With every word, I pressed him down. Until the ocean flames behind his eyes were nothing but dull embers.
“Are you satisfied with that?” I demanded, while Socrates hammered on the door. “Is that all your word is worth?”
“No.”
And with the last of my strength, the final scrap that hadn’t been spent resisting his influence and then hammering him to the floor, I pulled him back up. Gravitas forced him to his feet.
“Then prove it,” I ordered the Hero of the Alabaster Isles. “You say you regret hesitating in the presence of the Gadfly? Then here’s your second chance.”
And with that, ignoring Selene‘s protests and Scythas’ vicious cursing, I threw open the door. On the other side of the threshold, Socrates stood with a scowl on his bearded face. As soon as he saw the state of the room and those of us in it, the scowl darkened.

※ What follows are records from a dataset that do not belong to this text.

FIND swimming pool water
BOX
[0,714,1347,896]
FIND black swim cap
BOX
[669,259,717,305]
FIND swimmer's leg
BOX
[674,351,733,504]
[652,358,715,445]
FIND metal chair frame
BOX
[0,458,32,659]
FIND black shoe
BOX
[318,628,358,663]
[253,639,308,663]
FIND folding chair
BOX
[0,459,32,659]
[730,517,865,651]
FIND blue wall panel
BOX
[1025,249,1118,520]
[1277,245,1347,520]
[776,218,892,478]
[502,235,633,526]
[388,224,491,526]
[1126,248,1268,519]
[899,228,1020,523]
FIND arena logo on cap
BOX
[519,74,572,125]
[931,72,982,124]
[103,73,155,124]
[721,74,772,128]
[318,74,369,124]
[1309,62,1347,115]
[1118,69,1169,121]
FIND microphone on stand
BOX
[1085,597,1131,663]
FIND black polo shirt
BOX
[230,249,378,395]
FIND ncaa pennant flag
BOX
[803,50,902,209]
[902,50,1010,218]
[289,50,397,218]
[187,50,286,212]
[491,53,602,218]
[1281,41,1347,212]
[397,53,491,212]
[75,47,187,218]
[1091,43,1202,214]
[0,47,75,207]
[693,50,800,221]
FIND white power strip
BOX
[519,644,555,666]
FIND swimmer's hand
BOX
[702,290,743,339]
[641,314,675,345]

“What do you think you’re doing?” he asked me, in an unnervingly neutral tone.
I considered the scene. The Scarlet Oracle draped over my shoulder like a sack of flour, her clothing and hair wildly askew. A pair of Heroes that were assuredly not welcome in this part of the mountain. And of course, the fucking room.
“You’ll have to be more specific,” I said at length.
Socrates inhaled deeply.
“Boy-“
Whatever he’d planned to say next, it was cut short by an eagle’s echoing cry. The cries of women followed soon after. Tucked behind the column as we were, the other oracles couldn’t see us and we couldn’t see them. However, we could hear them.
“An eagle!”
“How majestic-“
“Filthy bird, out, out, out-!”
Sorea swerved sharply into view, soaring over Socrates’ head and beating his wings hard to kill his momentum. Massive talons wrapped gently around my outstretched arm, and Selene held out her hands beneath his beak while he heaved up a message.
“Only in Rome,” Socrates muttered in disgust, watching my messenger eagle vomit a roll of papyrus into Selene’s cupped hands.
Selene unfurled the message and tilted the sheet so the four of us could read it.
“Oh no,” Scythas breathed.
“What does it say?” Socrates demanded. I read it again, just to be sure. It didn’t take me long - the message was only a single word.
“Behold.”
The oracles hollered as another eagle swept through the courtyard. Socrates snorted, spinning on his heel, and stepped forward as the supporting column in front of us exploded. Griffon surged through the flying shrapnel, thirty pankration hands blazing around him. Socrates raised a disdainful hand, weaving a hundred truths into that simple motion, and -
“This is justice,” my father told me. The bisected corpse of the fallen sun god reached up and laid its incomprehensible palm over my eyes. “Remember its face.”
- Griffon assaulted us all with a memory of something that even he couldn’t fully recall. Instead of the vivid clarity that Socrates had forced upon me with his remembrance of war, this was entirely a question of shock and awe. It was rough, and it was dirty. There was no particular argument being made - only a statement.
The former Young Aristocrat of the Rosy Dawn struck us all with the entrancing wonder of the fallen sun god. And in the split second that it took Socrates to shake it, Griffon closed the gap and punched him in the throat.